Real-life ‘Inception’: Scientists implant false memories in mouse brains

A team of scientists from MIT and other institutions have successfully “implanted” false memories in a mice.

While the technique actually relies on a physiological and behavioral trick rather than a microchip or drug, it’s still the stuff of sci-fi: the literal inception of false memory.

“Memory is not a carbon copy but rather a reconstruction of the world we’ve experienced,” says Steve Ramirez, the study’s lead author.

That reconstruction is a process scientists have been able to isolate and manipulate in mice.

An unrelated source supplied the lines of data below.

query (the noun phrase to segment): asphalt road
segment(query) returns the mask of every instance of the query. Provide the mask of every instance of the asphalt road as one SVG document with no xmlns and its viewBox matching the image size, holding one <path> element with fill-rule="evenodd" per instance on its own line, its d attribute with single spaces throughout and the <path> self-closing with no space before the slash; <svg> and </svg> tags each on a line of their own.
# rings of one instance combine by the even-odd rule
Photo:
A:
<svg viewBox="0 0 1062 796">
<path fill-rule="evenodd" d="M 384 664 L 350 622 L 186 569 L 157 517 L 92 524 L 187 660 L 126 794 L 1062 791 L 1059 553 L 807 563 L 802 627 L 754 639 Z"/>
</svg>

The methodology they used went something like this: They first placed the mice in a pleasant environment and isolated the brain cells storing this memory in light. They then placed the mice in a different environment and activated these cells with light light patterns, while also mildly shocking the mice. Lo and behold, when they put the mice back in the first (pleasant) environment again, they reacted with fear, even though their actual experience of that place had been pleasant. They had “implanted” a false memory of getting electrocuted in that place, even though it never happened.

“These are the once seemingly sci-fi questions that can now be experimentally tackled in the lab,” the study says, apparently referring to “Inception.”

While the scientists say human brains are far more complex and might not be as easily tricked, the same principle holds true: Our memories are active reconstructions and susceptible to suggestion and manipulation.

“If you want to grab a specific memory you have to get down into the cell level. Every time we think we remember something, we could also be making changes to that memory – sometimes we realise sometimes we don’t,” said Dr. Xu Liu.

More subtle forms of memory and our emotional response to them could provide a wedge between us and our bad behaviors. For instance, memory inception could help people help quit smoking by associating feelings of fear and unpleasantness with smoking to compete with the brain’s positive response to nicotine.

But yeah, living a waking dream is still a long ways off.